With Gensim, it is extremely straightforward to create Word2Vec model. The word list is passed to the Word2Vec class of the gensim.models package. We need to specify the value for the min_count parameter. 


In [30]:
w2v=Word2Vec(sentences,min_count=1)

## Giving query for summarisation
we need to provide some query to create a summary according to that, we will be using cosine similarity to find relation between query and different sentences.

In [31]:
text= "Natural Language processing"
text=clean(text)

Creating vector for the query to find the cosine similarity

In [55]:
w1v=Word2Vec(text,min_count=1)

In [74]:
sentence_embeddings=[[w2v.wv[word][0] for word in words] for words in sentences]


In [75]:
sentence_embeddings1=[[w1v.wv[word][0] for word in words] for words in text]


In [76]:
max_len=max([len(tokens) for tokens in sentences])

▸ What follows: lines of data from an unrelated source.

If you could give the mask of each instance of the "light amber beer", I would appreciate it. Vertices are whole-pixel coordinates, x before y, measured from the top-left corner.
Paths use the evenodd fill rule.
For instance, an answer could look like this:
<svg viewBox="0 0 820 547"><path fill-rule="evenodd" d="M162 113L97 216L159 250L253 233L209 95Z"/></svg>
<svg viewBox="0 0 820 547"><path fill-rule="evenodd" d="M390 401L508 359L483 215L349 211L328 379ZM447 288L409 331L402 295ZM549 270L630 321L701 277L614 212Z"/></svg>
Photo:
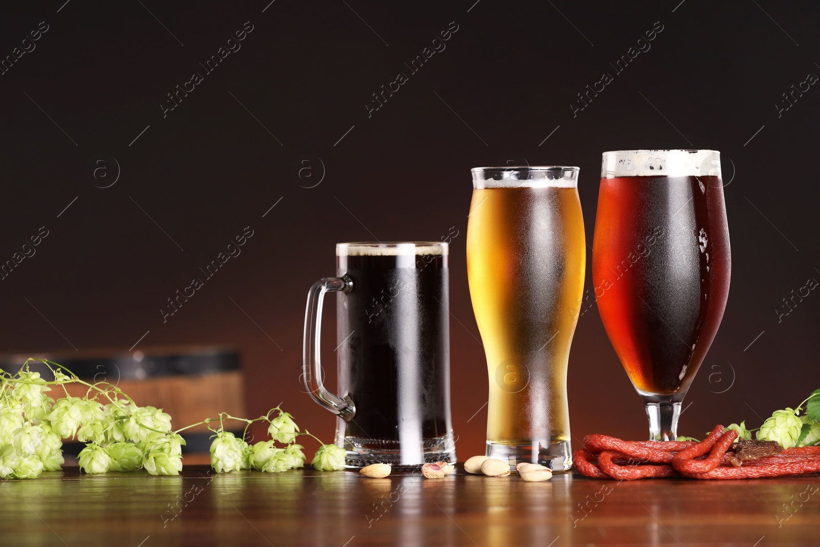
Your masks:
<svg viewBox="0 0 820 547"><path fill-rule="evenodd" d="M572 465L567 366L586 249L577 167L478 168L470 295L490 376L487 455Z"/></svg>

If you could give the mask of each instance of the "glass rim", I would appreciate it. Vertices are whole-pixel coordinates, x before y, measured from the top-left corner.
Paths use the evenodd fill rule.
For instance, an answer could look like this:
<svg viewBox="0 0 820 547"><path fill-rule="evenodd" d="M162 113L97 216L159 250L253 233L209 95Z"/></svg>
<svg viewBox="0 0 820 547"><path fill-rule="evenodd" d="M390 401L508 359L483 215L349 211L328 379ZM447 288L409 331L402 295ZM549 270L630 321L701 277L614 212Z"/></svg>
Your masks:
<svg viewBox="0 0 820 547"><path fill-rule="evenodd" d="M470 170L472 173L483 173L488 171L581 171L581 167L576 166L562 165L536 165L536 166L496 166L486 167L473 167Z"/></svg>
<svg viewBox="0 0 820 547"><path fill-rule="evenodd" d="M500 188L577 188L581 167L575 166L505 166L473 167L475 189Z"/></svg>
<svg viewBox="0 0 820 547"><path fill-rule="evenodd" d="M631 176L717 176L720 152L708 148L613 150L601 154L601 178Z"/></svg>
<svg viewBox="0 0 820 547"><path fill-rule="evenodd" d="M696 154L699 153L708 153L710 154L719 154L720 152L718 150L712 150L711 148L646 148L646 149L636 149L636 150L609 150L608 152L602 153L602 156L606 156L607 154L654 154L664 152L671 153L686 153L690 154Z"/></svg>
<svg viewBox="0 0 820 547"><path fill-rule="evenodd" d="M449 245L444 241L351 241L336 244L337 257L417 254L447 256L449 254Z"/></svg>

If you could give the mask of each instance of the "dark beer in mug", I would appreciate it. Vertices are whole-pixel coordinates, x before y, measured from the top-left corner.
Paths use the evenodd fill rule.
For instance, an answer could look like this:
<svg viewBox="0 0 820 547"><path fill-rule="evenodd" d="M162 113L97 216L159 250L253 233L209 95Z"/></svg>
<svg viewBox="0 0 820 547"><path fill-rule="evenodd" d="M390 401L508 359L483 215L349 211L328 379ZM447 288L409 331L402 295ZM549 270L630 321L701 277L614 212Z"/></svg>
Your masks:
<svg viewBox="0 0 820 547"><path fill-rule="evenodd" d="M351 467L455 461L447 247L336 246L339 393L353 409L337 413L336 441Z"/></svg>

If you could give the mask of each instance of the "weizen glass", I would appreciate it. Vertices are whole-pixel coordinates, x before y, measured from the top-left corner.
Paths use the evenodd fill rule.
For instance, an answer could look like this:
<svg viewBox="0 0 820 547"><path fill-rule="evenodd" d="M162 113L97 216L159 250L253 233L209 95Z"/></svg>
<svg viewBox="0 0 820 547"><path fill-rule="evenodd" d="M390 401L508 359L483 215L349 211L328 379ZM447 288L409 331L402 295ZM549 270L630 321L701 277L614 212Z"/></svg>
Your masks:
<svg viewBox="0 0 820 547"><path fill-rule="evenodd" d="M646 404L652 440L677 437L681 403L718 332L731 272L720 153L604 153L595 298Z"/></svg>
<svg viewBox="0 0 820 547"><path fill-rule="evenodd" d="M340 243L336 277L308 295L303 377L337 415L349 467L456 461L448 258L446 243ZM322 383L319 353L328 291L338 294L338 395Z"/></svg>
<svg viewBox="0 0 820 547"><path fill-rule="evenodd" d="M490 376L486 454L572 464L567 366L586 248L578 168L477 167L467 276Z"/></svg>

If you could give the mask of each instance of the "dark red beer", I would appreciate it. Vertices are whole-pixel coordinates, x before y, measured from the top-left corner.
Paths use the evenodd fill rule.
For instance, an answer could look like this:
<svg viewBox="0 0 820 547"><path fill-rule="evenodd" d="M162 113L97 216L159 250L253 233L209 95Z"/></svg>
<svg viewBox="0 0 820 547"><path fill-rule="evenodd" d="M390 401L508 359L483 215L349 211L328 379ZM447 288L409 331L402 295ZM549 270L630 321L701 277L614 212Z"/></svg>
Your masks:
<svg viewBox="0 0 820 547"><path fill-rule="evenodd" d="M731 270L718 176L601 179L595 298L647 402L682 399L720 325Z"/></svg>

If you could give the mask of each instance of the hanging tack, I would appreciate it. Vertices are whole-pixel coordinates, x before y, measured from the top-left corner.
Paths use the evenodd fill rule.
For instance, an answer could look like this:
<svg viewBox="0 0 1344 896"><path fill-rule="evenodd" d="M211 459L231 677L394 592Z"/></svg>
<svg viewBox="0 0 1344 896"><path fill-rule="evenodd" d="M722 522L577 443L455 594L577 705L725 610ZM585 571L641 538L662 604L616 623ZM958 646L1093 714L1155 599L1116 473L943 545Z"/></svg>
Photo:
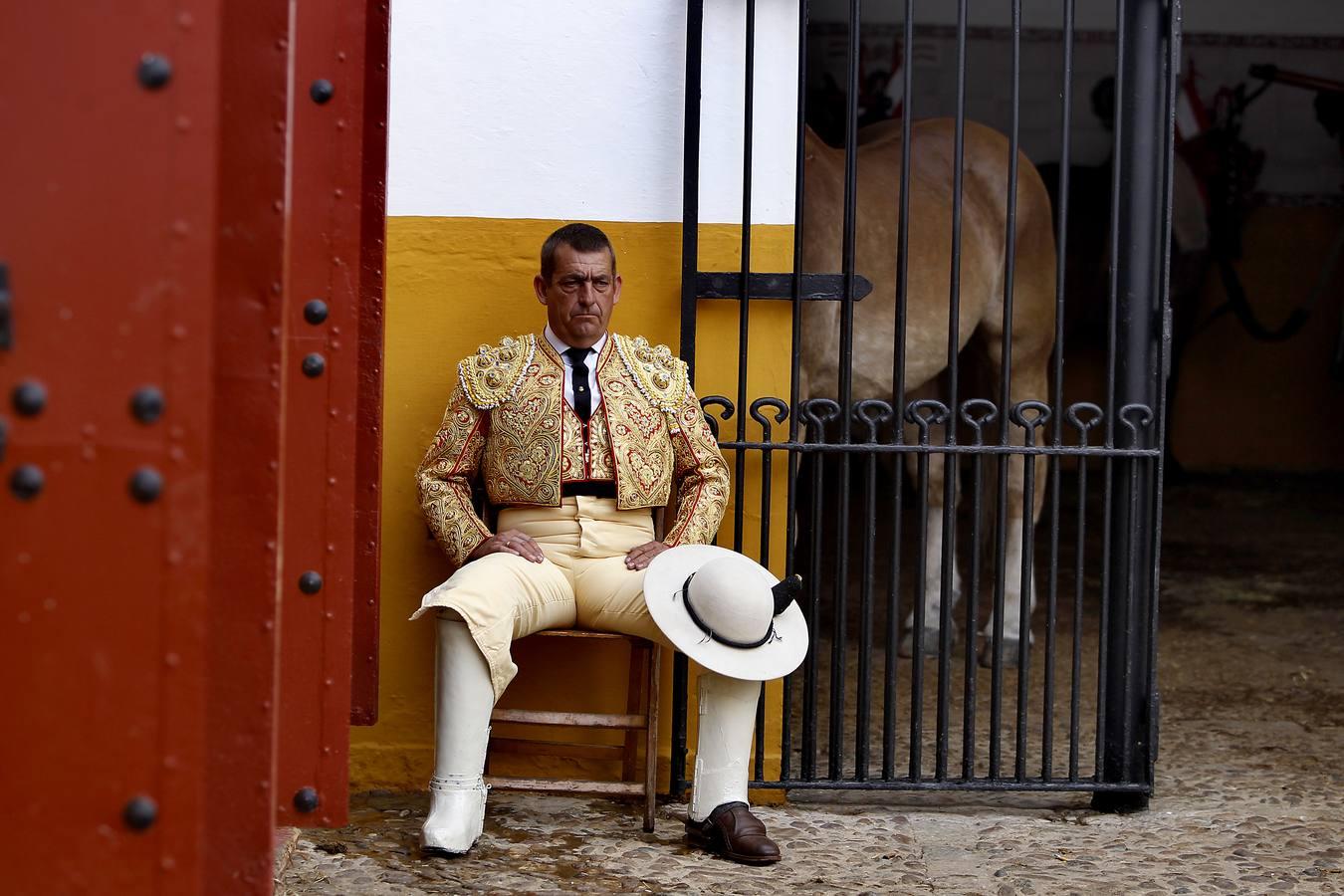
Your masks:
<svg viewBox="0 0 1344 896"><path fill-rule="evenodd" d="M121 819L130 830L148 830L159 818L159 803L144 794L126 802L121 810Z"/></svg>
<svg viewBox="0 0 1344 896"><path fill-rule="evenodd" d="M313 326L324 322L327 320L327 302L320 298L309 300L309 302L304 305L304 320Z"/></svg>
<svg viewBox="0 0 1344 896"><path fill-rule="evenodd" d="M153 386L142 386L130 396L130 412L141 423L153 423L164 412L164 394Z"/></svg>
<svg viewBox="0 0 1344 896"><path fill-rule="evenodd" d="M327 81L325 78L319 78L308 89L308 95L312 97L313 102L316 102L319 106L331 99L335 93L336 87L333 87L332 82Z"/></svg>
<svg viewBox="0 0 1344 896"><path fill-rule="evenodd" d="M42 474L39 467L32 463L24 463L15 467L15 472L9 476L9 490L20 501L31 501L42 492L46 481L47 477Z"/></svg>
<svg viewBox="0 0 1344 896"><path fill-rule="evenodd" d="M47 387L36 380L24 380L13 387L12 400L19 416L36 416L47 406Z"/></svg>
<svg viewBox="0 0 1344 896"><path fill-rule="evenodd" d="M172 63L156 52L146 52L140 58L136 75L145 89L159 90L172 78Z"/></svg>
<svg viewBox="0 0 1344 896"><path fill-rule="evenodd" d="M130 474L130 497L141 504L153 504L164 490L163 474L152 466L142 466Z"/></svg>
<svg viewBox="0 0 1344 896"><path fill-rule="evenodd" d="M302 813L309 813L317 809L317 791L312 787L300 787L294 794L294 809Z"/></svg>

Padding the vectors to make them the same size

In [77]:
sentence_embeddings=[np.pad(embedding,(0,max_len-len(embedding)),'constant') for embedding in sentence_embeddings]

In [78]:
sentence_embeddings1=[np.pad(embedding,(0,max_len-len(embedding)),'constant') for embedding in sentence_embeddings1]

In [79]:
similarity_matrix = np.zeros([len(sentences), len(text)])

In [80]:
dict_sent1={}

## Finding Cosine Similarity

In [81]:
for i,row_embedding in enumerate(sentence_embeddings):
    for j,column_embedding in enumerate(sentence_embeddings1):
        similarity_matrix[i][j]=1-spatial.distance.cosine(np.array(row_embedding).flatten(),np.array((column_embedding).flatten()))
    dict_sent1[sum(similarity_matrix[i])]=i

In [82]:
def sum_sort(x):
    return sum(x)

In [83]:
top_keys=sorted(similarity_matrix, key=lambda item: (-sum(item)))[:5]

In [84]:
print(dict_sent1)

{211.92782945930958: 0, -170.8697426021099: 1, 65.35187520831823: 2, -225.78006963431835: 3, -757.003908097744: 4, 7.538168091792613: 5, 63.46328965574503: 6, 65.23285585641861: 7, 100.7993291541934: 8, -150.73883859813213: 9, 348.3876838982105: 10, 286.4971527457237: 11, -4.470851549413055: 12, 511.1533072590828: 13, 83.03007890284061: 14, -322.8577478826046: 15, -303.55905851721764: 16, 49.06436725705862: 17, 30.10973641462624: 18, 46.89130864664912: 19, -62.19360249489546: 20, 66.69086050242186: 21, 595.6991585493088: 22, 52.46134228631854: 23, 485.49797877669334: 24, 26.9269644562155: 25, -319.0894936323166: 26, -123.8702063858509: 27, 361.8152315914631: 28}


In [85]:
for i in range(len(top_keys)):
    top_keys[i]=sum(top_keys[i])

Finally printing the sentences most accurate and near to the query

In [86]:
for i in similarity_matrix:
    for j in top_keys:
        if sum(i)==j:
            print(dict_sent[dict_sent1[j]])

To
put that into perspective, if all the human beings in the world were to process that
data, it would be roughly 300 MB for each of us every day to process.
Simply put, the
goal of NLP is to make machines understand our spoken and written languages.
This
example shows that NLP has become an integral part of human life.
To
make matters worse, each language has its own grammar, syntax, and vocabulary.
Machine learning has become a key enabler for NLP, helping to
accomplish the aforementioned tasks through machines.